Le top 10

Les scientifiques voudraient bien expliquer l’existence de l’univers autrement que par l’intervention d’un Dieu. Ils n’y sont pas encore arrivés, car les zones d’ombres sont bien  trop nombreuses, et je doute qu’ils y parviennent un jour.

Il faut donc que je m’adresse à cet être suprême qui détient le pouvoir de vie ou de mort sur les pantins que nous sommes.

« En m’infligeant la maladie, votre intention était peut-être de me punir de je ne sais quel méfait, ou peut-être que votre but était de me lancer un défi. J’ai accepté la punition, et  j’ai aussi relevé le défi. Pourtant je ne suis pas dupe, le combat est inégal, et je ne doute ni de la supériorité de mon adversaire, ni de l’issue du combat. ».

« Simplement je voulais rajouter à mes paroles, un cri de révolte. Pourquoi faut-il constater, en ce bas monde,  tant d’injustices, tant de souffrances,  et tant de misères ? »

« Pourquoi ô vous le divin,  vous plait-il autant de laisser semer le cahot et la désolation au sein de vos créatures, y trouvez-vous du plaisir ?

« Longtemps je vous en ai voulu, je ne vous en veux plus, je crois même que je vous aime bien. »

 

Depuis presque 6 ans que je luttais contre le cancer, l’épreuve avait bien souvent très mal mené mon moral. Tel un capitaine affrontant des tempêtes successives, je redressais à chaque fois la barre avant que mon bateau ne s’échoue contre les récifs. Il fallait absolument mener l’embarcation à bon port, par respect envers ma famille qui se battait à mes côtés.

Jusqu’à présent j’étais donc parvenu à préserver un état d’esprit relativement sain dans un organisme qui l’était malheureusement beaucoup moins. Les chirurgiens, les médecins, les chercheurs avaient réunis leurs compétences pour retarder mon rendez-vous avec la mort, mais leurs méthodes agressives (la science à ses limites), étaient largement responsables du vieillissement prématuré de mon corps. Je me sentais donc physiquement vingt ans plus vieux que mon âge, et cet état de fait  me rendait nostalgique d’un passé qui ne serait jamais plus.

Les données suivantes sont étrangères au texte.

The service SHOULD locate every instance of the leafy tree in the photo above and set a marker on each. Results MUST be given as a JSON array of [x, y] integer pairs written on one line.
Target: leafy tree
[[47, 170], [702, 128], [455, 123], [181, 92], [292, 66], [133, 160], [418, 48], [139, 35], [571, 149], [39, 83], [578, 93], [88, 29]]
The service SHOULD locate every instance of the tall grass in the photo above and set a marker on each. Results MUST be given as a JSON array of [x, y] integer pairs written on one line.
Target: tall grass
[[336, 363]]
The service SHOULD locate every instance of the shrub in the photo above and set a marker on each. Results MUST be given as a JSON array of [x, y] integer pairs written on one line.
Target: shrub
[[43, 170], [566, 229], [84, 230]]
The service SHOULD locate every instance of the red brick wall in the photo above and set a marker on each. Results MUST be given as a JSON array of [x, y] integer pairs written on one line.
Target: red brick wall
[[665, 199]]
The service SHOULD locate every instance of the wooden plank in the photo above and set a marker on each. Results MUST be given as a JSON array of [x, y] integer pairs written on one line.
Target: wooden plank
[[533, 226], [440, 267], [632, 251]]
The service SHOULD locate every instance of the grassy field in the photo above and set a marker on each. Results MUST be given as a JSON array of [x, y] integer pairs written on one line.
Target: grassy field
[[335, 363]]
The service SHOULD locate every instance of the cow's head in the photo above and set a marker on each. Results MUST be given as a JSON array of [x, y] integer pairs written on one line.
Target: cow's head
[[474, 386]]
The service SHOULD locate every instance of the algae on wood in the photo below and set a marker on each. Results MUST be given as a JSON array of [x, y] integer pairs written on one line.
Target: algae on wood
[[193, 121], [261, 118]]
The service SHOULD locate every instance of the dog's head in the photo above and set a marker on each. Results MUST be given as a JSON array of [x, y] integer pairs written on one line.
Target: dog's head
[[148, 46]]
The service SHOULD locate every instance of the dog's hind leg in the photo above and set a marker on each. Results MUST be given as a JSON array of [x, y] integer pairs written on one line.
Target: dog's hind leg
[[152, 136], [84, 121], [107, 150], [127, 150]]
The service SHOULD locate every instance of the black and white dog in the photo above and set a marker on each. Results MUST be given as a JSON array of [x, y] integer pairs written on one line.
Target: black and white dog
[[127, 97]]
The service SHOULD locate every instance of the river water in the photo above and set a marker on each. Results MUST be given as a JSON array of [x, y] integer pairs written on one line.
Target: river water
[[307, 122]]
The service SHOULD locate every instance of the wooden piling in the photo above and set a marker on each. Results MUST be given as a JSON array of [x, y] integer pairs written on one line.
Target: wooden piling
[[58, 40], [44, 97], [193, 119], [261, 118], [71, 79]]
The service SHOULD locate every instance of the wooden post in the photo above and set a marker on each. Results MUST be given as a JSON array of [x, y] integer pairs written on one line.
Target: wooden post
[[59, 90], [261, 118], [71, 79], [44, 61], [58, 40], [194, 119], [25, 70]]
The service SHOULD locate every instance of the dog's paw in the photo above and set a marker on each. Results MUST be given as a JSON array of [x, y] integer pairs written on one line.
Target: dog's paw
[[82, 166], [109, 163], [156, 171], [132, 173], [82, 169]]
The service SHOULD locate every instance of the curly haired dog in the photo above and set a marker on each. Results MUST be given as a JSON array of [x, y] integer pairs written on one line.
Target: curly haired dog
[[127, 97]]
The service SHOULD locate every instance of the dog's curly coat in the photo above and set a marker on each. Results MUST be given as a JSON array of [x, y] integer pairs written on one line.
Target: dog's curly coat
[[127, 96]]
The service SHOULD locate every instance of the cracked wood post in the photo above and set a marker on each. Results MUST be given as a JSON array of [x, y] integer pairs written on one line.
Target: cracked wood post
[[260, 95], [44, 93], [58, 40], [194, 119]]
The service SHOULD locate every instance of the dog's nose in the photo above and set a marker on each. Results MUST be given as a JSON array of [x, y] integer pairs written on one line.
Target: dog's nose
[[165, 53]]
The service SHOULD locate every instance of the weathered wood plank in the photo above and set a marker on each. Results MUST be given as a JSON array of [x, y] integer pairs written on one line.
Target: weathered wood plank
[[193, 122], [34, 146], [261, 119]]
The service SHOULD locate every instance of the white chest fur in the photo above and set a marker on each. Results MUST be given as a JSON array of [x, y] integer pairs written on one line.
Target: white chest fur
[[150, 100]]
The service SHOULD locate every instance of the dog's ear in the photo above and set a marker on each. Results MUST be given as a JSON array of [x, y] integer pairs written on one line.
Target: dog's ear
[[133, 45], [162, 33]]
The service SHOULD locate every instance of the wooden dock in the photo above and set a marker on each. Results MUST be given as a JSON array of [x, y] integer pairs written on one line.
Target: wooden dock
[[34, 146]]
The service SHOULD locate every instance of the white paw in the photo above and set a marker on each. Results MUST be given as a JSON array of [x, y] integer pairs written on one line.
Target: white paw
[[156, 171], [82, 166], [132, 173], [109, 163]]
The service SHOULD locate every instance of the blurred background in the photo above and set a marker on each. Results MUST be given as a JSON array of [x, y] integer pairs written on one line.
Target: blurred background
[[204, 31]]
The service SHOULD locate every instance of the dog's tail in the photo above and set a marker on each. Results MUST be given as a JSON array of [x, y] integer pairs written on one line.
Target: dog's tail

Le cancer est une pathologie dégradante, invalidante et frustrante, qui porte atteinte à la fierté du malade, et qui peut donner naissance à une certaine forme d’agressivité à l’encontre des personnes qui entourent ce même malade. En ce début d’automne, je n’en étais pas arrivé à ce niveau d’affection psychologique, mais la limitation de mes activités me donnait le sentiment de dépendance, et la crainte de voir un jour cette dépendance s’aggraver.   

Le docteur R ne s’intéressait  ni de près, ni de loin à cet œdème qui entravait le bon fonctionnement de mon bras gauche, pourtant j’étais persuadé que cette défaillance du système lymphatique avait  une explication et donc une solution devait pouvoir y  être apportée. En attendant il fallait supporter la pesanteur d’un bras ankylosé, désagréablement comprimé par les manches de mes vêtements.

Avec le début de mon 3ème cycle de chimiothérapie le 29 septembre et au fil des jours, je constatais que l’œdème se résorbait comme je l’avais également observé au sortir de mon séjour à l’hôpital, qui coïncidait également avec la reprise de mon traitement. Y avait-il un rapport entre l’arrêt du Sutent, et l’apparition des symptômes. Je n’étais pas un médecin pour le prétendre, mais mon opinion me semblait bien fondée, d’autant que le gonflement de mes paupières suivait la même logique.  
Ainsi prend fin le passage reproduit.